Major Parties Playing the Same Tune

A recent campaign event was held at Saddleback Church in Lake Forest, California. It featured the two Democratic and Republican candidates for president. However, those in charge of the event barred (no pun intended) Libertarian candidate Bob Barr from participation. Here’s the explanation by U.S. District Court Judge David Carter:

“Plaintiffs will lose out on a fair amount of exposure and the opportunity to express their views in a popular forum. On the other hand, halting this event would deny the other candidates the opportunity to be heard and would deprive the public of an opportunity to see the candidates and hear their views.

“Forcing Saddleback to include another candidate at the last moment could cause serious logistical problems and take away from the presentations of other candidate. This might well disrupt the planned presentation.”

How bureaucratic an answer.
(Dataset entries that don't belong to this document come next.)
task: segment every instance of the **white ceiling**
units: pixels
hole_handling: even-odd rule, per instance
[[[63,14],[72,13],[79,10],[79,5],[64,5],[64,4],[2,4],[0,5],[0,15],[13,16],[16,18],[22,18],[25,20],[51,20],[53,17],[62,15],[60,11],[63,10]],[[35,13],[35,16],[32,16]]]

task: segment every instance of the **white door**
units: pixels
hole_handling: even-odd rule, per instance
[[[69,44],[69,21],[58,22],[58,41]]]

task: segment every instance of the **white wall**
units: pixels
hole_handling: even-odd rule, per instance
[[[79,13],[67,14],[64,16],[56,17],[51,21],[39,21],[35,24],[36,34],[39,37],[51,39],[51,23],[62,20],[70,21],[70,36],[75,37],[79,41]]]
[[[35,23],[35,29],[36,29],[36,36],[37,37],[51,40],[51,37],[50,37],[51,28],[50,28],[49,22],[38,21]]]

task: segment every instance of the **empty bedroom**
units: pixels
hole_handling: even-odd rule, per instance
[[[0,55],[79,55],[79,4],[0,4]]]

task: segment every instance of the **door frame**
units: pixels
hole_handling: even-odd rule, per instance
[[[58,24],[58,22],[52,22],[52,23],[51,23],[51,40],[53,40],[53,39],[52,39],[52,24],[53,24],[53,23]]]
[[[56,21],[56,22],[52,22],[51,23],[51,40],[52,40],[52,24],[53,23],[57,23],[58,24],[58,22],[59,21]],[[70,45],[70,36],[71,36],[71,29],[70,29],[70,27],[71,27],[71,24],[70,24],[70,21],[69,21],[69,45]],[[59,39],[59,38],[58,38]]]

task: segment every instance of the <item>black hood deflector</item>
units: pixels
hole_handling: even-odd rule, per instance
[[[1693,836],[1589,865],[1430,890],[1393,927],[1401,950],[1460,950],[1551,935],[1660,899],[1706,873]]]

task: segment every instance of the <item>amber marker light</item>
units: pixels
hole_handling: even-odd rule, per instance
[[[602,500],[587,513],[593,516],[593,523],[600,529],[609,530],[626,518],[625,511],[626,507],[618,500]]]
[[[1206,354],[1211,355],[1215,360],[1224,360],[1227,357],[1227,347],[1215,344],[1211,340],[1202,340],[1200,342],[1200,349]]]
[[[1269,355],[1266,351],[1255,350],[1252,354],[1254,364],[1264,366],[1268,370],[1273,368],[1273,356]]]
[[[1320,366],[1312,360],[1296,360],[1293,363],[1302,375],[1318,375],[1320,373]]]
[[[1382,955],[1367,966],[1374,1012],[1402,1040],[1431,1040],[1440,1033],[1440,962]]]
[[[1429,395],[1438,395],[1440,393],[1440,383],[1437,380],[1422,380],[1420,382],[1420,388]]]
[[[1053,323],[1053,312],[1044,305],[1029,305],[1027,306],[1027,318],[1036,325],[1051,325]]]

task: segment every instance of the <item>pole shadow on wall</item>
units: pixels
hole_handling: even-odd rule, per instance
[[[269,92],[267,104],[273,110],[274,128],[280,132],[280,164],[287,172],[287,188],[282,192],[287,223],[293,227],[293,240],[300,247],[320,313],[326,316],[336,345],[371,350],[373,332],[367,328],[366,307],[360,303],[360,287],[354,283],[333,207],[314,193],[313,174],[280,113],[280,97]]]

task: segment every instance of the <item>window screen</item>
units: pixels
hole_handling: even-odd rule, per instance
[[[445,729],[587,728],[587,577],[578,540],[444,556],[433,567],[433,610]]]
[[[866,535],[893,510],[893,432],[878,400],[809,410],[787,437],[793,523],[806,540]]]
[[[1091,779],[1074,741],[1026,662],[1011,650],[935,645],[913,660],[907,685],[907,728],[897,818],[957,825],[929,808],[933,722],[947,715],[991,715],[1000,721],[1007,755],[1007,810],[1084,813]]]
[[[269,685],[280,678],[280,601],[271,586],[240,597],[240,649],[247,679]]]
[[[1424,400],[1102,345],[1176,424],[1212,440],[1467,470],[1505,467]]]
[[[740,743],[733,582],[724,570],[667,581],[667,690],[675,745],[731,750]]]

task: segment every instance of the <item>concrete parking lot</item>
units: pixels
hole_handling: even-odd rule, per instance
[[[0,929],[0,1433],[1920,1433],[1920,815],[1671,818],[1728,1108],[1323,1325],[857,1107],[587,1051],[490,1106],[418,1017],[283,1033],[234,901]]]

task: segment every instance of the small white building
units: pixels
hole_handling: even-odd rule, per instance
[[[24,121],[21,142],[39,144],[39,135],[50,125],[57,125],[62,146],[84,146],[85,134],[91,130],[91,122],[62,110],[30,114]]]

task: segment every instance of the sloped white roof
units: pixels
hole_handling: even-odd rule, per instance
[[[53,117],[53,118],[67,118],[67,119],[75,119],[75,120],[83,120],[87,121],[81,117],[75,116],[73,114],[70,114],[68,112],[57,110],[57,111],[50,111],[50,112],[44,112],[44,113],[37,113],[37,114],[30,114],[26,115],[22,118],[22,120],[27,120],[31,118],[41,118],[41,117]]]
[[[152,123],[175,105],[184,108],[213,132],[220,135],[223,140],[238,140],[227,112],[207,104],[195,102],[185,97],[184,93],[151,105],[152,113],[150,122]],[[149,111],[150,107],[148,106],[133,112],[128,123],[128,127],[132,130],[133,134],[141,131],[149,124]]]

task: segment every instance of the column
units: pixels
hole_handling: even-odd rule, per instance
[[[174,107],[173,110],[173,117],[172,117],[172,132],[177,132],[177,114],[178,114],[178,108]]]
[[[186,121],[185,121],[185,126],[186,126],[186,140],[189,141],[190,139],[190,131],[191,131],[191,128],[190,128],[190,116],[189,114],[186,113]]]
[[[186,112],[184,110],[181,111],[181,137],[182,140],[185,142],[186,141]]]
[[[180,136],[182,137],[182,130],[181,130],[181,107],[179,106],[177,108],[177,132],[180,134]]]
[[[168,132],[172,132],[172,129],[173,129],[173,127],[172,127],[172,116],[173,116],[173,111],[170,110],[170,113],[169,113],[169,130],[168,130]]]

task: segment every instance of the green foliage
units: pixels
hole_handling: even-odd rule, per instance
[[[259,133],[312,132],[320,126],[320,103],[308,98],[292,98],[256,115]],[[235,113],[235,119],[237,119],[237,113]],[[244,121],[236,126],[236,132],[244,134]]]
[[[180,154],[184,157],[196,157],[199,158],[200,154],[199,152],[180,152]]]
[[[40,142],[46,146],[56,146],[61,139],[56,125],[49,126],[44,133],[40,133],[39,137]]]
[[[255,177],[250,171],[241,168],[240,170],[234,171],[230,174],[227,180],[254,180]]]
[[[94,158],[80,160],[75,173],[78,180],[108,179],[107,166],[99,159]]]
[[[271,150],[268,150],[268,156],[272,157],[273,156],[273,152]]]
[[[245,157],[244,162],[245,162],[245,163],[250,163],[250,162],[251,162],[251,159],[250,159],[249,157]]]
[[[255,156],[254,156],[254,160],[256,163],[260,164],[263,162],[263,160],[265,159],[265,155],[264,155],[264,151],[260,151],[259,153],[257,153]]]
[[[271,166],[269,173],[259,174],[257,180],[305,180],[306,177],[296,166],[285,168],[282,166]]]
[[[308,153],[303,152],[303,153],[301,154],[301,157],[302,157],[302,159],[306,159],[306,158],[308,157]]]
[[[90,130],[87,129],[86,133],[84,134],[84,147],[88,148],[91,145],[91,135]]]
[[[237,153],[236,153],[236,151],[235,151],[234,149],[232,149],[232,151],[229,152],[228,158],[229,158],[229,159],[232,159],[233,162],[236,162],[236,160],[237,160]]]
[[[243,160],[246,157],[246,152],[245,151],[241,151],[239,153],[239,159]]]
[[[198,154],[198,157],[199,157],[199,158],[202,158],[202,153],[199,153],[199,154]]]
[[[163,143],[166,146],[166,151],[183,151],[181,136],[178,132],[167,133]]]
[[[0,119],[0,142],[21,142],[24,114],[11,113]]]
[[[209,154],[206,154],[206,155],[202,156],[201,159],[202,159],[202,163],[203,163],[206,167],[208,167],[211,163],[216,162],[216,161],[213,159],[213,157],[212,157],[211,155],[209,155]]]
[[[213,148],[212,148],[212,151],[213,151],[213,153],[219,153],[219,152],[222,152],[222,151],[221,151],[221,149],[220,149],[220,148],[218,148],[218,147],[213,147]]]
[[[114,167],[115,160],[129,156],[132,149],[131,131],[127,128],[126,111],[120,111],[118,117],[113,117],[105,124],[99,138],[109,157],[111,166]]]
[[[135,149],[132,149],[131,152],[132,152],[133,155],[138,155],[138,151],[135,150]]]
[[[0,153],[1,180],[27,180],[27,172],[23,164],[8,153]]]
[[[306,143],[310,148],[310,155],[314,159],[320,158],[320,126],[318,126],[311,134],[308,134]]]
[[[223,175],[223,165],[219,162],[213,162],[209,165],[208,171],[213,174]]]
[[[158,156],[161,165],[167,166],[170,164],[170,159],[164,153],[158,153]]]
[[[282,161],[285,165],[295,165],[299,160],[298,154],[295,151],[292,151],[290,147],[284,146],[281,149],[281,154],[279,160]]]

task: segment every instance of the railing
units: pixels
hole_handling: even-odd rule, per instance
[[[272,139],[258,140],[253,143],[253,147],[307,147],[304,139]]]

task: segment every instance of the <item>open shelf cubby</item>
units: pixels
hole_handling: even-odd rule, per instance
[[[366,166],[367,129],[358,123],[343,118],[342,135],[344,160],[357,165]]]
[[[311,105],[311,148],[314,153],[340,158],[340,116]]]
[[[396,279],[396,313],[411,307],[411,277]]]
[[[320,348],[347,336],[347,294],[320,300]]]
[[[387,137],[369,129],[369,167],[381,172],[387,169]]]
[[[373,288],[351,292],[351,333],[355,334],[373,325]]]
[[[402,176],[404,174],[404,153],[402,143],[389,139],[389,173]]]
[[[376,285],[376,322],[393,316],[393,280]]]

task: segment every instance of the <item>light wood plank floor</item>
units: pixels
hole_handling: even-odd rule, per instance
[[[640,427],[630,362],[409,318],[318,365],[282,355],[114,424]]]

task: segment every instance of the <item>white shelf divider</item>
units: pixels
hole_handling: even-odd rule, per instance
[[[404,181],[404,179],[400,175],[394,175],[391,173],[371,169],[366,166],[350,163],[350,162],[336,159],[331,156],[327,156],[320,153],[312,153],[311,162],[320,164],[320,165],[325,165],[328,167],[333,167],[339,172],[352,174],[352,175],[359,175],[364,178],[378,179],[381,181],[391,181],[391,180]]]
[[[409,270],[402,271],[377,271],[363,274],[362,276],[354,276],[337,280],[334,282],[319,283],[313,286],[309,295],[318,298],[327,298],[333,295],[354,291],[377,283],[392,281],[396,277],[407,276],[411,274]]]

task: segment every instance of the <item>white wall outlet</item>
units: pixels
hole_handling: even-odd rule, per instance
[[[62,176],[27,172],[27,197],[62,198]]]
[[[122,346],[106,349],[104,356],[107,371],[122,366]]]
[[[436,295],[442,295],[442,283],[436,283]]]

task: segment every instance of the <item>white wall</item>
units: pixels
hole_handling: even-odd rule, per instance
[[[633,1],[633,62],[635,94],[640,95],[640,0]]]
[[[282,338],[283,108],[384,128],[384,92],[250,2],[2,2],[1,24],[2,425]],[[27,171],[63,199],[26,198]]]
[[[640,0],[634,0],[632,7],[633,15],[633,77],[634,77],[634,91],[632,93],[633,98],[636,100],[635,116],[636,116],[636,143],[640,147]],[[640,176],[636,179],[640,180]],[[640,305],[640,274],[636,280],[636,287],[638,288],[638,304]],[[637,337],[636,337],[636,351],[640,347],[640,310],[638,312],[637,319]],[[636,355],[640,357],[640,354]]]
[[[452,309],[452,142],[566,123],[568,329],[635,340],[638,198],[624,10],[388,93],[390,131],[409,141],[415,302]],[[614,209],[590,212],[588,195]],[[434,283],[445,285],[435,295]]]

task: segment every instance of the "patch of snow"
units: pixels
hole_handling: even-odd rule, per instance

Russell Verney, campaign manager for Bob Barr’s campaign, noted that this expulsion of third parties is nothing new:

I’ve been through this before with the Perot campaign. In 1992, my candidate was included in all three presidential debates. In 1996, the opposite occurred.

What was the difference between the two runs?

After our success in ‘92, the powers that be decided that it would never happen again.

Since Ross Perot’s inclusion in the debates, no third-party or independent candidate has even come close to taking a place behind the debate podium.

And for the past 16 years, the two-major parties have been on a wildly-successful streak of keeping out competition by holding the debate stage all to themselves.

In Canada, a country with a population about one tenth that of the United States, there are four different parties with federal representation. Aside from one or two independents, the United States has only two parties with federal representation.

We need a change. We need political candidates and parties that better represent a population as ideologically diverse as ours.